Never Trust the Cloud

As Microsoft contemplates trying to talk future Windows 12 users into using a Cloud-based operating system, Apple aggressively undermines the case for the cloud:

Apple will permanently delete a photo album from iPhones in about two weeks and has stopped uploading pictures to it, the company confirmed.

My Photo Stream is an iCloud service that originally launched in 2011. What the service does is temporarily uploads photos taken on a device so they can be seen on another device with My Photo Stream enabled. It also allows users to import the pictures to that device. Up to around 1,000 photos can be stored in My Photo Stream for about 30 days. They are then automatically deleted from Apple’s iCloud.

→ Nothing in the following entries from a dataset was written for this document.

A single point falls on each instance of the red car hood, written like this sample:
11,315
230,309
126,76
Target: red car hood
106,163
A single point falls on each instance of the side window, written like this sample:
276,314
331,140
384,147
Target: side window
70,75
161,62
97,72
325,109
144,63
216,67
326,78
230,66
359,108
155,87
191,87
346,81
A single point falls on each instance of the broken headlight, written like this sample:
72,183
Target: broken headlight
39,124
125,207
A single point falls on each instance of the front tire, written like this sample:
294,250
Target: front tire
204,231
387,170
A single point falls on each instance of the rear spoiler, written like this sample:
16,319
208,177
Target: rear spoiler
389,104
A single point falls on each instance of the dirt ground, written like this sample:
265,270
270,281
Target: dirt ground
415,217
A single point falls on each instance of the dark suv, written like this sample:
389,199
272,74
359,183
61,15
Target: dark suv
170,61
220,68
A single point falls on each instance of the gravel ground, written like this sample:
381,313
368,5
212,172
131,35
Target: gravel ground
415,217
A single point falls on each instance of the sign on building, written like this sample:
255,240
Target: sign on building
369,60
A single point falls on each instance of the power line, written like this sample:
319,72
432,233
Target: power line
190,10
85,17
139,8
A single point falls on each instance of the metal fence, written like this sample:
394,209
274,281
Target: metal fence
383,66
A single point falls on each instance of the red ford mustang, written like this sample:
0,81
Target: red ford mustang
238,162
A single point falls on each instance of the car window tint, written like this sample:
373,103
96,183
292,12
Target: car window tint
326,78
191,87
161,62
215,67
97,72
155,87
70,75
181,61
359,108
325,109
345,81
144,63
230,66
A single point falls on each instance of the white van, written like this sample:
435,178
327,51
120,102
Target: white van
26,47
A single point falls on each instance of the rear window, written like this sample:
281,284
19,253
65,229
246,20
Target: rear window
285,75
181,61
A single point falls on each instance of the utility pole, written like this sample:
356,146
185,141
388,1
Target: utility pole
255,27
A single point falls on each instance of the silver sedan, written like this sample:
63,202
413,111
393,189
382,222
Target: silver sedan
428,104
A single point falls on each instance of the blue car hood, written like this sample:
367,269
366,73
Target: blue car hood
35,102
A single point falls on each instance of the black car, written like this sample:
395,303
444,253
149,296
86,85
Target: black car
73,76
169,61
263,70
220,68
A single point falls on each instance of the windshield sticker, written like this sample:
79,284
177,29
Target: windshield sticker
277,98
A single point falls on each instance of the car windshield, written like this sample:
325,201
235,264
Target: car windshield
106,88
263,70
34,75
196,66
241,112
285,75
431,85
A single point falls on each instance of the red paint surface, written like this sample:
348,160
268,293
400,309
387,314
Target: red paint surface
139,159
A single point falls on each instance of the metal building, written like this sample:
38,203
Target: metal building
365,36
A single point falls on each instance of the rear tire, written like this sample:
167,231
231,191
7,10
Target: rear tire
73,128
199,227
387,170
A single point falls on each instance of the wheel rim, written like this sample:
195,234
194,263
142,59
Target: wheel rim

But it will no longer be available in just a few days, and users are advised to save any photos they may have in that soon-to-be-deleted photo album. Apple confirmed in a recent bulletin that My Photo Stream will be “shutting down” on July 26. It did not provide a reason for the shuttering of the service that was launched in 2011.

If you don’t own, control, and possess your data, you will lose your data. Even if you’re not deplatformed, there is no guarantee that the platform on which you are depending will continue to exist, as these Apple users are discovering. And the wisdom in building UATV – to which you should definitely subscribe if you have not already – is further demonstrated by the shuttering of GabTV.

Remember “the cloud” is short for “someone else’s computer”.